Planchet descendit de cheval, marcha droit à Lubin, qui en effet ne le reconnut pas, et les deux laquais se mirent à causer dans la meilleure intelligence du monde, tandis que d'Artagnan poussait les deux chevaux dans une ruelle et, faisant le tour d'une maison, s'en revenait assister à la conférence derrière une haie de coudriers.
Au bout d'un instant d'observation derrière la haie, il entendit le bruit d'une voiture, et il vit s'arrêter en face de lui le carrosse de Milady. Il n'y avait pas à s'y tromper. Milady était dedans. D'Artagnan se coucha sur le cou de son cheval, afin de tout voir sans être vu.

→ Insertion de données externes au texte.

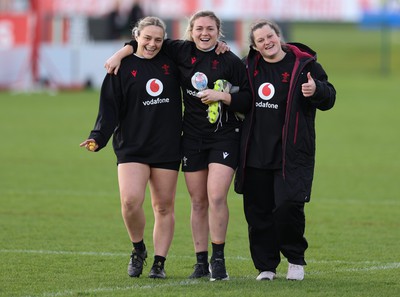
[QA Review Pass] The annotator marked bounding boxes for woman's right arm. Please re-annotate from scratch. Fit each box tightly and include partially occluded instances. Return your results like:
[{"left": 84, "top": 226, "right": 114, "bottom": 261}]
[{"left": 104, "top": 43, "right": 133, "bottom": 74}]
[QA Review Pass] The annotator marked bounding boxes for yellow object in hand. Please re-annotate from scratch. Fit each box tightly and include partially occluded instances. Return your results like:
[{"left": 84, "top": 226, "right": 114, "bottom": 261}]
[{"left": 88, "top": 141, "right": 96, "bottom": 152}]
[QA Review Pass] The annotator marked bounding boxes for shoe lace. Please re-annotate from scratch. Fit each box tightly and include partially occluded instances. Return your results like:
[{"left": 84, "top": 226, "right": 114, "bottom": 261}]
[
  {"left": 211, "top": 259, "right": 225, "bottom": 274},
  {"left": 193, "top": 263, "right": 206, "bottom": 272},
  {"left": 131, "top": 252, "right": 147, "bottom": 268}
]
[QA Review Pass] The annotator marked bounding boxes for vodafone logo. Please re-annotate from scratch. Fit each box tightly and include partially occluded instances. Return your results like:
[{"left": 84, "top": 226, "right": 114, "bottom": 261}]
[
  {"left": 146, "top": 78, "right": 164, "bottom": 97},
  {"left": 258, "top": 82, "right": 275, "bottom": 100}
]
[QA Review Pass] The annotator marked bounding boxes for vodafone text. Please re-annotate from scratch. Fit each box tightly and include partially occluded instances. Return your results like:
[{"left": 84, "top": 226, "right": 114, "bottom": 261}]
[{"left": 143, "top": 98, "right": 169, "bottom": 106}]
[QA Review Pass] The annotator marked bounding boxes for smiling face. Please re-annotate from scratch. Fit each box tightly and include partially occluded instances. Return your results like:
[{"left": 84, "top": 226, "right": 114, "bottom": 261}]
[
  {"left": 253, "top": 25, "right": 285, "bottom": 62},
  {"left": 191, "top": 16, "right": 219, "bottom": 51},
  {"left": 136, "top": 25, "right": 165, "bottom": 59}
]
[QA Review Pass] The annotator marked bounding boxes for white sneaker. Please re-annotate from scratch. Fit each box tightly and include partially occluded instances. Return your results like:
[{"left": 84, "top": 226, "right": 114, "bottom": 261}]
[
  {"left": 256, "top": 271, "right": 276, "bottom": 280},
  {"left": 286, "top": 263, "right": 304, "bottom": 280}
]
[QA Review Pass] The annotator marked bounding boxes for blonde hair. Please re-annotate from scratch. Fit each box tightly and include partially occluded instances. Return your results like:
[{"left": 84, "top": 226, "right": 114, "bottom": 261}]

Milady sortit sa charmante tête blonde par la portière, et donna des ordres à sa femme de chambre.
Cette dernière, jolie fille de vingt à vingt-deux ans, alerte et vive, véritable soubrette de grande dame, sauta en bas du marchepied, sur lequel elle était assise selon l'usage du temps, et se dirigea vers la terrasse où d'Artagnan avait aperçu Lubin.
D'Artagnan suivit la soubrette des yeux, et la vit s'acheminer vers la terrasse. Mais, par hasard, un ordre de l'intérieur avait appelé Lubin, de sorte que Planchet était resté seul, regardant de tous côtés par quel chemin avait disparu d'Artagnan.
La femme de chambre s'approcha de Planchet, qu'elle prit pour Lubin, et lui tendant un petit billet :
“Pour votre maître, dit-elle.
– Pour mon maître ? reprit Planchet étonné.
– Oui, et très pressé. Prenez donc vite.”